Übrigens konnte man auch in China ähnliches Phänomen beobachten. Dort hat die zentrale Regierung aus Angst in ihren Programmen würden nur noch K-Dramen gezeigt, die Ausstrahlung von K-Dramen (oder allgemein ausländische Programme) stark eingeschränkt. So sind die Anbieter auf die Internet-Schiene ausgewichen und die Anbeiter erfreuten sich über die Abrufrekorde.
Auch in den USA sieht man diesen Trend sehr deutlich. Innovative Serien werden inzwischen von den Streaming-Anbietern in Auftrag gegeben.
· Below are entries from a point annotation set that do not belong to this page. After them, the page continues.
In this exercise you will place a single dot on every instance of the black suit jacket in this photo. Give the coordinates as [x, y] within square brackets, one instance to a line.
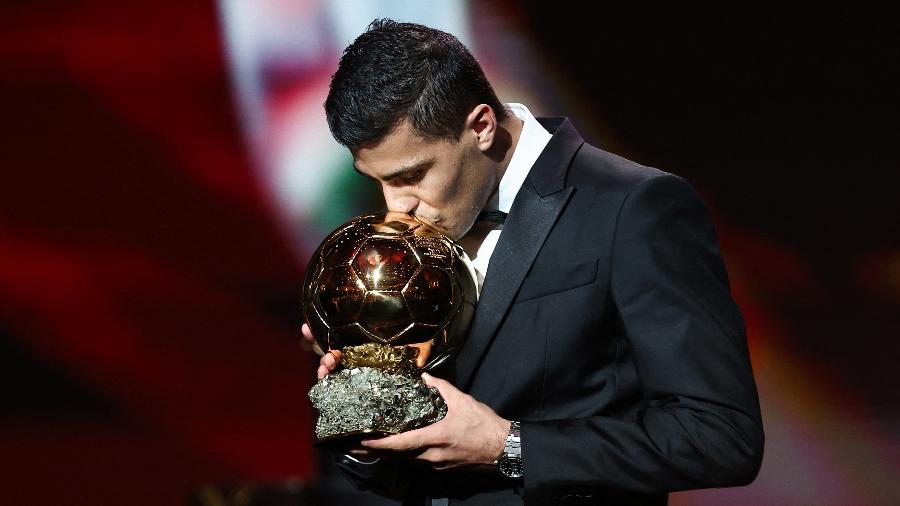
[606, 326]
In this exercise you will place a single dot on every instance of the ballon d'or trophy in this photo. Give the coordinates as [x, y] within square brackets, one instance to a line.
[395, 296]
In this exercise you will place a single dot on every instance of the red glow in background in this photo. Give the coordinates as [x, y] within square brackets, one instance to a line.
[149, 288]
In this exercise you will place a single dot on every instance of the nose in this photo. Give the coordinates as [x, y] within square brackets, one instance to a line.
[399, 200]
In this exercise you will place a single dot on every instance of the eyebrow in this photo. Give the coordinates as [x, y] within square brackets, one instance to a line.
[402, 171]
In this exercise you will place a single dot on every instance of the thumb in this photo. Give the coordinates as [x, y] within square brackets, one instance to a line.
[444, 387]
Die Schwierigkeit der Synchronisationsarbeit ist, dass viele Dinge nicht einfach eins zu eins übersetzt werden können. Vor allem wenn der Kulturunterschied so groß ist. Dadurch könnten viele Details verloren gehen und einige Andeutungen werden erst gar nicht verstanden werden. Aber trotzdem denke ich, dass es wichtig ist, dass man hierzulande auch Programme aus anderen Ländern gezeigt werden, damit die kulturelle Barriere fällt. Insbesondere die öffentlich-rechtlichen Sender sind nach meiner Meinung dazu aufgefordert – zumal sie einen enormen Etat durch die GEZ-Gebühren verfügen – übrigens auch von zahlreichen Zuschauern aus anderen Teilen der Welt, die nach Deutschland zugewandert sind.
Tai Fei meint
„Übrigens konnte man auch in China ähnliches Phänomen beobachten. Dort hat die zentrale Regierung aus Angst in ihren Programmen würden nur noch K-Dramen gezeigt, die Ausstrahlung von K-Dramen (oder allgemein ausländische Programme) stark eingeschränkt.“
Wobei sich diese Einschränkung weniger gegen K-Dramen richtet. Immerhin ist der Wertekanon hier relativ identisch. Außerdem gibt es in China mit TVB selber einen starken Dramenproduzenten aus HK und auch Mainland-China wie auch Taiwan produzieren recht gute Dramen. Zumindest die TVBs können mit den koreanischen qualitativ durchaus mithalten.